Test basic understanding of computer vision

Hi there,

I just started learning ML and have been watching some videos on TensorFlow. I just wanted to verbalize what I have learnt in the hopes of making sure I understand the concepts correctly. I would appreciate feedback on my thought process.

In YouTube video Basic Computer Vision with ML (ML Zero to Hero - Part 2) with Laurence Moroney, we explored classifying images.

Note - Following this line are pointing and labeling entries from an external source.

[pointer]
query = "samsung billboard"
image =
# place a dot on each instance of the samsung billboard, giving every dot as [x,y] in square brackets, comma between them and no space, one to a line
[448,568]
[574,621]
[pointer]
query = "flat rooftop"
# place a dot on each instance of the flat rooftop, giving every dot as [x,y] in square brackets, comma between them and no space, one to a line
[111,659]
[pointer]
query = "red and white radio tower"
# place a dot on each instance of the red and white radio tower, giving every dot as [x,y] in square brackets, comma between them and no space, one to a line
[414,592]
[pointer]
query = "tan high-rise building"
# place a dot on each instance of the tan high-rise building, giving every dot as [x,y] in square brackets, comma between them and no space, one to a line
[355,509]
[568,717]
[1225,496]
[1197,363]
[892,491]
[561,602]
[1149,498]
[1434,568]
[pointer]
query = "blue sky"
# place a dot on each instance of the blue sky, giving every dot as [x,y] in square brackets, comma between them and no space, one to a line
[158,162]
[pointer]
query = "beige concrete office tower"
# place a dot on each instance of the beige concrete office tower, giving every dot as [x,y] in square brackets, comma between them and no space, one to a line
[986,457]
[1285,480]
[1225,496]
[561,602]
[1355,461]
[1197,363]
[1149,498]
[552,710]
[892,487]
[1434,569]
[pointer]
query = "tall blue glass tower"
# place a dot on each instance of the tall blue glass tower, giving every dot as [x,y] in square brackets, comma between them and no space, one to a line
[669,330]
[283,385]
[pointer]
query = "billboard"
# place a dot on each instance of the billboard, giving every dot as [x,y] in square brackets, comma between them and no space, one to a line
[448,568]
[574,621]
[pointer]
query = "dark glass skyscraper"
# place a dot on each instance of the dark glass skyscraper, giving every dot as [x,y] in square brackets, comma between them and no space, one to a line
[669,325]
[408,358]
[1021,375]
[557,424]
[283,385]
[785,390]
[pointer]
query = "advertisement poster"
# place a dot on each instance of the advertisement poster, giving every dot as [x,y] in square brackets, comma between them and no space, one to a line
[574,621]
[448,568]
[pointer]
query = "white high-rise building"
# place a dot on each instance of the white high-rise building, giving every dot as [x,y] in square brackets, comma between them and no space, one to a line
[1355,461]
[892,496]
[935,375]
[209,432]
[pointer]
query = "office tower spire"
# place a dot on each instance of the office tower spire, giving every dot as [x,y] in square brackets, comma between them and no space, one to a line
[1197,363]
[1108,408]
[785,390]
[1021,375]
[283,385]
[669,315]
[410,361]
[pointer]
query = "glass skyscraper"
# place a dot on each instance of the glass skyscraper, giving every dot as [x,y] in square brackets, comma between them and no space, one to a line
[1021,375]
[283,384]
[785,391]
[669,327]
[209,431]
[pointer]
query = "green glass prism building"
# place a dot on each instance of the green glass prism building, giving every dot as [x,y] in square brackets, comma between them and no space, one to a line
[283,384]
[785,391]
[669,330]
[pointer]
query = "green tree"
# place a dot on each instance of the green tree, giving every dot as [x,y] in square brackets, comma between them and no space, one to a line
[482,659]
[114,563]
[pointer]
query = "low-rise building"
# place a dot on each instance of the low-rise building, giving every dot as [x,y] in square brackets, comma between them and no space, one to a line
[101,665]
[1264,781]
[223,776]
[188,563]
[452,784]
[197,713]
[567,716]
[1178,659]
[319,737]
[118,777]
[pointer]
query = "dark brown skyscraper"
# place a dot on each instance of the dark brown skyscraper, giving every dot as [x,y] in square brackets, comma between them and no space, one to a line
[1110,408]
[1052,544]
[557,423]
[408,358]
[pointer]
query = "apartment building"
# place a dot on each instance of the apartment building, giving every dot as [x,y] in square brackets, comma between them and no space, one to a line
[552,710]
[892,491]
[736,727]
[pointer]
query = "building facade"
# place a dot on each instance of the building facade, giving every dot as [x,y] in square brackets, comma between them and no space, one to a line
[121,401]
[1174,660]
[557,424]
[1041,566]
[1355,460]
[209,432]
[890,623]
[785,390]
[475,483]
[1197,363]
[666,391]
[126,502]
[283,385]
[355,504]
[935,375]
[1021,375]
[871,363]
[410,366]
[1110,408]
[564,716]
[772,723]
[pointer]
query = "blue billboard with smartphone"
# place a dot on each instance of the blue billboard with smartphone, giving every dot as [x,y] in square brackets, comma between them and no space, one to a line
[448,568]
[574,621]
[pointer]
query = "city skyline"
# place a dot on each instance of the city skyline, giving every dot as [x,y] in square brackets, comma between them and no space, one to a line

The general idea behind doing this I got was as follows:

  1. We take a dataset and associated labels
  2. We feed a point of data (in this case, an image) into a neural network
  3. In this case, we use 128 functions to process the input data and try to achieve the
    data points associated label. The example used was an image of an ankle boot and
    the number 9 as a label.
  4. The functions start off at some random position, and output some number given the
    input data, check it’s congruency with the associated label and then it passes
    that information to the optimizer.
  5. The optimizer decides how to change the rules in the functions before starting another epoch
    and trying again.
  6. The process repeats itself until all epochs have elapsed, getting better each time.
  7. Each output from the model is a value between 1-10, and in this case, we have 10 clothing items
    so it would be 10 instances of probabilities between 1-10 (this is converted to 1 for ease of use)
  8. This essentially means the model is trained and now when we feed images in, it can give us a
    probability that this image is something, by using model.predict(my_images) (although I’m still not
    sure how this method works).

Thanks for reading, any help appreciated.